"When you see my composure ruffled," she would say comfortably, "then will be the time to criticize."
This imposing lady, a faint smile on her face and an auction-catalogue in her hand, stood before the two culprits and waited with endless patience for someone to speak.
Jenny, pushing back her yellow hair, blurted it out
"C–Captain Drake," she said, "may I present you to my grandmother? Captain Drake, Lady Brayle."
The latter's nod and glance flickered over Martin as though he had not been there at all.
The auction," she said to Jenny, "has begun. Lot 72 should come up in a few minutes. I feel sure, Jennifer, that you will wish to be present? Follow me, please."

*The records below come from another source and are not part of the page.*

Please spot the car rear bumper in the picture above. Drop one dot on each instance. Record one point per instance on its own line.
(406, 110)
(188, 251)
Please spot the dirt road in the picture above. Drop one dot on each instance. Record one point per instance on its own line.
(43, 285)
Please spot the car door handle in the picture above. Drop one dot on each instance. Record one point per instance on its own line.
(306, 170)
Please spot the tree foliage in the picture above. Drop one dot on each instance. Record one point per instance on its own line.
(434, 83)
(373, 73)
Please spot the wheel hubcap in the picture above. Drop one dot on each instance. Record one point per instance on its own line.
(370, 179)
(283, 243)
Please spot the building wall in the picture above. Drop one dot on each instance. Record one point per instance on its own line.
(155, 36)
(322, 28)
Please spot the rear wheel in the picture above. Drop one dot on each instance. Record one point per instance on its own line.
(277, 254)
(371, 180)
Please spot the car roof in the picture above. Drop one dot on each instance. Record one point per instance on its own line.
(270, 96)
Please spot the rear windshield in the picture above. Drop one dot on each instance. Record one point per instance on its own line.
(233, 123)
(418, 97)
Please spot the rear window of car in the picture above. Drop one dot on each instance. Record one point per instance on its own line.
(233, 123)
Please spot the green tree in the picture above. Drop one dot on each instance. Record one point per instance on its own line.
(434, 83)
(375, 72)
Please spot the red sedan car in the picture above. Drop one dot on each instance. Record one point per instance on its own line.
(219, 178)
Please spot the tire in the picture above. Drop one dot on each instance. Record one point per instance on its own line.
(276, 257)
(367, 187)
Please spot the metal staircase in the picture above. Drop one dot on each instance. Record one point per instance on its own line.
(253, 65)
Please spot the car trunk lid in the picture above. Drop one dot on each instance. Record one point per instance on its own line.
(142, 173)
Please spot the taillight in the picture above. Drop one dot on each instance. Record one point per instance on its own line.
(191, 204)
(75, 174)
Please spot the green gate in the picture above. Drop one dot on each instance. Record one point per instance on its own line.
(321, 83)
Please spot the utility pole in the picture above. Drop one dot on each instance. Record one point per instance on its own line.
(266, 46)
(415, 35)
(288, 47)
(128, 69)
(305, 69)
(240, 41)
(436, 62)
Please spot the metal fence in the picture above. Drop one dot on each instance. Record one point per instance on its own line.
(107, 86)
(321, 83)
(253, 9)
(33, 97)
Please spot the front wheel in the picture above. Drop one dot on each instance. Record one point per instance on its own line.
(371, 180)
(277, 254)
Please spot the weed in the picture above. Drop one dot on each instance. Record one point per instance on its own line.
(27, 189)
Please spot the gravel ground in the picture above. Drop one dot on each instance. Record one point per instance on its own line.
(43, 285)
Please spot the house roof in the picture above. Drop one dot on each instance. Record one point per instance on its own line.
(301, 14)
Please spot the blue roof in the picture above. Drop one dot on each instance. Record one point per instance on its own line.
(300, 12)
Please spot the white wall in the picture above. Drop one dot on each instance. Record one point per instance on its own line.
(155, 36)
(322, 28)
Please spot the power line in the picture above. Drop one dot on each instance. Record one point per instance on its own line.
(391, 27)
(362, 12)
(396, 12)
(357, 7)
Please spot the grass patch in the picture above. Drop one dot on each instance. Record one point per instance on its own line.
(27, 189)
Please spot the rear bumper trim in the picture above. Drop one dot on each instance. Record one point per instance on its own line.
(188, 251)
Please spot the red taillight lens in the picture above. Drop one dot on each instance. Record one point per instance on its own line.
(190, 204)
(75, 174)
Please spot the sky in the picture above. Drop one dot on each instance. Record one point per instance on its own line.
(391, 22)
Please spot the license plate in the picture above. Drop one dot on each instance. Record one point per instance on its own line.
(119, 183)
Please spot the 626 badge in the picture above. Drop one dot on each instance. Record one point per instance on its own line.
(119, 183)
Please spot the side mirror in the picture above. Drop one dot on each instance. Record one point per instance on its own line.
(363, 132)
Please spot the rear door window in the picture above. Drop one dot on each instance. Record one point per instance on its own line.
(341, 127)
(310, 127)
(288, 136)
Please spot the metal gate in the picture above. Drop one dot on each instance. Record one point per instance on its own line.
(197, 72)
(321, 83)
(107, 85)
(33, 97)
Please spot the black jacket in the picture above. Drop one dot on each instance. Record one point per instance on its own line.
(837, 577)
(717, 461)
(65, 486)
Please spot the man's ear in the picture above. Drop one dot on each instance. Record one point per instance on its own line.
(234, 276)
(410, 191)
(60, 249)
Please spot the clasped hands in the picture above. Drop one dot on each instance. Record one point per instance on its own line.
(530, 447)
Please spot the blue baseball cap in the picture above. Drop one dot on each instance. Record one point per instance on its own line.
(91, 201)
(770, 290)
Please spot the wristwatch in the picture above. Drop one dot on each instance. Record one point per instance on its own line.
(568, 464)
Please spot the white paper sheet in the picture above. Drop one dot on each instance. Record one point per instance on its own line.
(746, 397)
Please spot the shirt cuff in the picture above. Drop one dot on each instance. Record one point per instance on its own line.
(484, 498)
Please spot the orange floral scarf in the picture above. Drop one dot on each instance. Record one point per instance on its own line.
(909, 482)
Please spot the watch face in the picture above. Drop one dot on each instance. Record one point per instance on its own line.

She swung round, her somewhat ample posterior conspicuous in the flowered dress, and moved majestically away. Jenny, on the other side of the long centre table, followed her almost parallel. Martin, with a raging heart, could only follow Jenny. At the far end of the table, however. Lady Brayle wheeled round with her back to the open arch into the main auction-hall. She glanced at the weapons on the table.
"Ah — Jennifer dear," she continued with a sort of cold archness. "It occurs to me we must not forget our fiancé Now must we?'
Jenny made an incoherent noise.
"Richard, or dear Ricky as we call him.." Lady Brayle paused. "Captain Drake. Let me see. You were in the Guards?"